Highly Commended – Áras Chill Dara (Kildare County Offices)
Architects: heneghan peng architects in association with Arthur Gibney & Partners
Location: Naas, County Kildare
The reinterpretation of Local Government administration in the context of contemporary democracy has resulted in an elegantly detailed, bold form and architectural expression commensurate with the transparent and accountable spirit of our times. The building courageously distinguishes itself in the provision of 21st century solutions to transform the work place and, in doing so, undoubtedly facilitates delivery of services. Organisation of discrete departments within the overall effectively gives substance to ‘the whole being equal to the sum of the parts’ with interconnectivity provided by beautifully designed ramps in a well-crafted and pleasing circulation hub.
Highly Commended – Lewis Glucksman Gallery, University College Cork
Architects: O’Donnell + Tuomey Architects
Location: UCC, Cork
Standing aloft in woodland on UCC’s campus, a timber perch set above the lawn entered from below as one would a tree house, the Glucksman Gallery takes a radical interpretation of contemporary gallery design, insisting on the importance of location and space, and eschewing the arguable blandness of the neutral white box. The quality of this beautifully crafted building is its very particularisation of site and programme and their architectural resolution.
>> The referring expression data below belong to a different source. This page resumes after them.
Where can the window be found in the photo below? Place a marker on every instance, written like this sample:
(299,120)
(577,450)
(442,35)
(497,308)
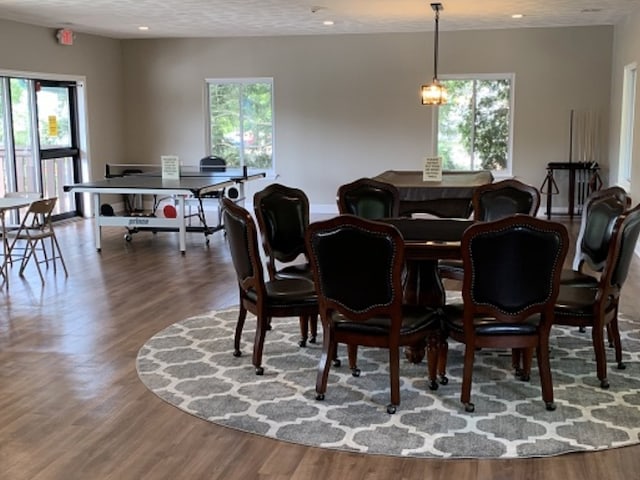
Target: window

As a venue it produces engaged responses from those curating, reinforcing that place and space are inseparable from the occasion of the appreciation of art – a most memorable addition to University and City.
Highly Commended – SAP Building, Galway
Architects: Bucholz McEvoy Architects
This building is a typological response to the architectural problem of designing an intensively occupied ‘call centre’ in a featureless urban location. Working across different time-zones, it is occupied 18 hours a day. The creation of an energised flexible workplace together with environmental sustainability were primary design challenges. The architecture addresses these demands admirably raising practical problems to the level of tectonic delight. The architectural language fuses the functional and environmental in an expression enriched by passive techniques and natural materials. The building atmosphere is inspiring and humane communicating a strong sense of architecture’s role as a powerful agency of social betterment.